Manufacturing Senior Supervisor

Sanford, North Carolina, United States
Oct 12, 2020
Required Education
Bachelors Degree
Position Type
Full time
Role Summary

The Supervisor is accountable and responsible for leading assigned production staff to achieve targets and deliver and improve process or product consistency, quality/compliance, cost standards and customer service. Responsible for planning, organizing, staffing, performance assessment, salary recommendations, and employee counseling for a group of employees typically with similar technical responsibilities. Ensures that work performed by the assigned staff is accurate, timely, efficient and compliant with corporate policies, plant SOPs, cGMP regulations, and FDA regulations.
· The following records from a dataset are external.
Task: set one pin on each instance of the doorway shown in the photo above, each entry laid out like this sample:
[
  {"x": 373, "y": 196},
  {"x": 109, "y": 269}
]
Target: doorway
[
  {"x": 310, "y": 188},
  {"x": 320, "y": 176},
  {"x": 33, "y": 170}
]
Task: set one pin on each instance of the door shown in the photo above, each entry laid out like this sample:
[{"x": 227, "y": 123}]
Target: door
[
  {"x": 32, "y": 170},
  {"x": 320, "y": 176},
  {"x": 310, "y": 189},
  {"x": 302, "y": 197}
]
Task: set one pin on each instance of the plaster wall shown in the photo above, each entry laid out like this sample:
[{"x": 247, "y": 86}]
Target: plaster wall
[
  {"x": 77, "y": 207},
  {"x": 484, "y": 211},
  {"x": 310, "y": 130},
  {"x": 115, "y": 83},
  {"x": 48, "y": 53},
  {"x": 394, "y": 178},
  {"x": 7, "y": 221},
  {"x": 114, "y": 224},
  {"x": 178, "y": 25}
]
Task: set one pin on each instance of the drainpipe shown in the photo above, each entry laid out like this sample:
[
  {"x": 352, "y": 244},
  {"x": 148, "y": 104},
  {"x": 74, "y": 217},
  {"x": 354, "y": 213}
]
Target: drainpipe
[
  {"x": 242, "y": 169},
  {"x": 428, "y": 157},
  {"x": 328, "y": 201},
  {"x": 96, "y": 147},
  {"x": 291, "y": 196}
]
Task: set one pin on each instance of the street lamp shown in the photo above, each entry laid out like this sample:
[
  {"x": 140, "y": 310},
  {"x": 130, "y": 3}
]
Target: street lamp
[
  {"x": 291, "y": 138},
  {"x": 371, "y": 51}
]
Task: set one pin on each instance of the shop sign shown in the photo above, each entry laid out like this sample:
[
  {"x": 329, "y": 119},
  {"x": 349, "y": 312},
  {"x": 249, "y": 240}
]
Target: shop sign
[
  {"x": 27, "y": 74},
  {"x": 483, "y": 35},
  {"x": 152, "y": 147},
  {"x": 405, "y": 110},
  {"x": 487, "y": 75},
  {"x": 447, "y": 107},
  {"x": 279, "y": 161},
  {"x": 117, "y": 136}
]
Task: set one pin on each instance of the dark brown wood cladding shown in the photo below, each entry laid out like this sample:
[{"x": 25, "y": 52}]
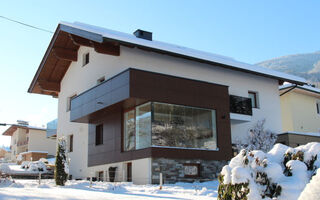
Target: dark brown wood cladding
[{"x": 147, "y": 86}]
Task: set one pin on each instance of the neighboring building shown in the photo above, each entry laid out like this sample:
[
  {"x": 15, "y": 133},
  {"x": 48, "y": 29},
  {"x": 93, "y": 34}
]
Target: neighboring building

Participates in investigations and continuous improvement initiatives, applying tools like LEAN manufacturing and Six Sigma to improve quality, cost, safety and/or cycle time. Collaborates effectively with other functional SMEs to ensure production goals are met and investigations are accurate and complete. Has a basic understanding of product cost structure, budgeting process and spending. The ultimate goal of the supervisor is to optimize resources to maximize production and ensure quality and safety standards.

Role Responsibilities:

- Ensure a safe work environment. Ability to identify, evaluate, and correct potential hazards in the workplace is essential.

- Coordinate, schedule & participate in daily activities of cGMP production in the manufacturing area to meet supply chain needs.

- Ensure that product quality is maintained through all phases of clinical/commercial production including operational parameters of manufacturing equipment, personnel activities, batch record/processing dynamics & integrated utilities to identify & resolve quality risk to clinical/commercial manufacturing. General knowledge of scientific principles, production equipment & related procedures.

- Aid in investigations. Responsible for the adherence to established policies, procedures and practices. Participate in inspections and cGMP & Quality decisions effecting short term production

- Provide supervision to hourly and exempt direct reports. Motivate personnel by setting high standards, encourage teamwork. Clear, unambiguous communication is critical.

- Primary contact for all personnel issues occurring within the department. Responsible for development plans & personnel reviews. Make initial decisions encompassing personnel issues, disciplinary actions, career advancement, educational assistance, Emergency situations, including injured employees, facility issues & inclement weather.

- Review completed batch records. Develop training material, update curricula, close training gaps, support the training of new supervisors.

- Advise management of non-conformance issues & opportunities for continuous improvement

- Provide input on primary decisions on cGMP related documents developed or revised.

- Articulate challenges and solutions to technical and non-technical peers and to department management.

- Provide technical guidance and act as a departmental liaison with primary support groups.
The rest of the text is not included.